Représentation d'une tumeur cancéreuse.

Représentation d'une tumeur cancéreuse.

Photo : iStockphoto

Radio-Canada

L'immunothérapie, un traitement révolutionnaire dont les essais contre le mélanome ont été particulièrement concluants, pourrait représenter un espoir pour guérir d'autres types de cancers, ont estimé des scientifiques réunis à Chicago au Congrès mondial de cancérologie.

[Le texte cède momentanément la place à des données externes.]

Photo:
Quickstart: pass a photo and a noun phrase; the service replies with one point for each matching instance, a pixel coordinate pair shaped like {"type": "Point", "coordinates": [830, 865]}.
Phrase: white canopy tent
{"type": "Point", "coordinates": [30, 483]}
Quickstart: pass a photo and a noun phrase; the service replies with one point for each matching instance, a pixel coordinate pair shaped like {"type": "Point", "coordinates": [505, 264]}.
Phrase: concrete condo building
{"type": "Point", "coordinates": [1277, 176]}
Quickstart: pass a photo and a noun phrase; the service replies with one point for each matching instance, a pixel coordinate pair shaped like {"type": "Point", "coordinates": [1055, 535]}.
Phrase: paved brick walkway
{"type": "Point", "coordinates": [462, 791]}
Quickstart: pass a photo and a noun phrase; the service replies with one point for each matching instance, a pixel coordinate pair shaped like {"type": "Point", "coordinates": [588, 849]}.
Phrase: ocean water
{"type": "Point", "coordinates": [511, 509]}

L'immunothérapie est un traitement qui consiste à stimuler le système immunitaire pour l'inciter à attaquer lui-même les cellules cancéreuses, plutôt que de s'en prendre directement aux tumeurs avec des produits chimiques.

« Le génie de cette approche consiste dans le fait qu'elle est plus sélective et qu'elle produit des rémissions durables pas seulement parmi une poignée de patients, mais chez un grand nombre souffrant d'un mélanome métastasé ce qui est vraiment révolutionnaire », a lancé lundi le Dr Steven O'Day, professeur adjoint de médecine à l'Université de Californie du Sud.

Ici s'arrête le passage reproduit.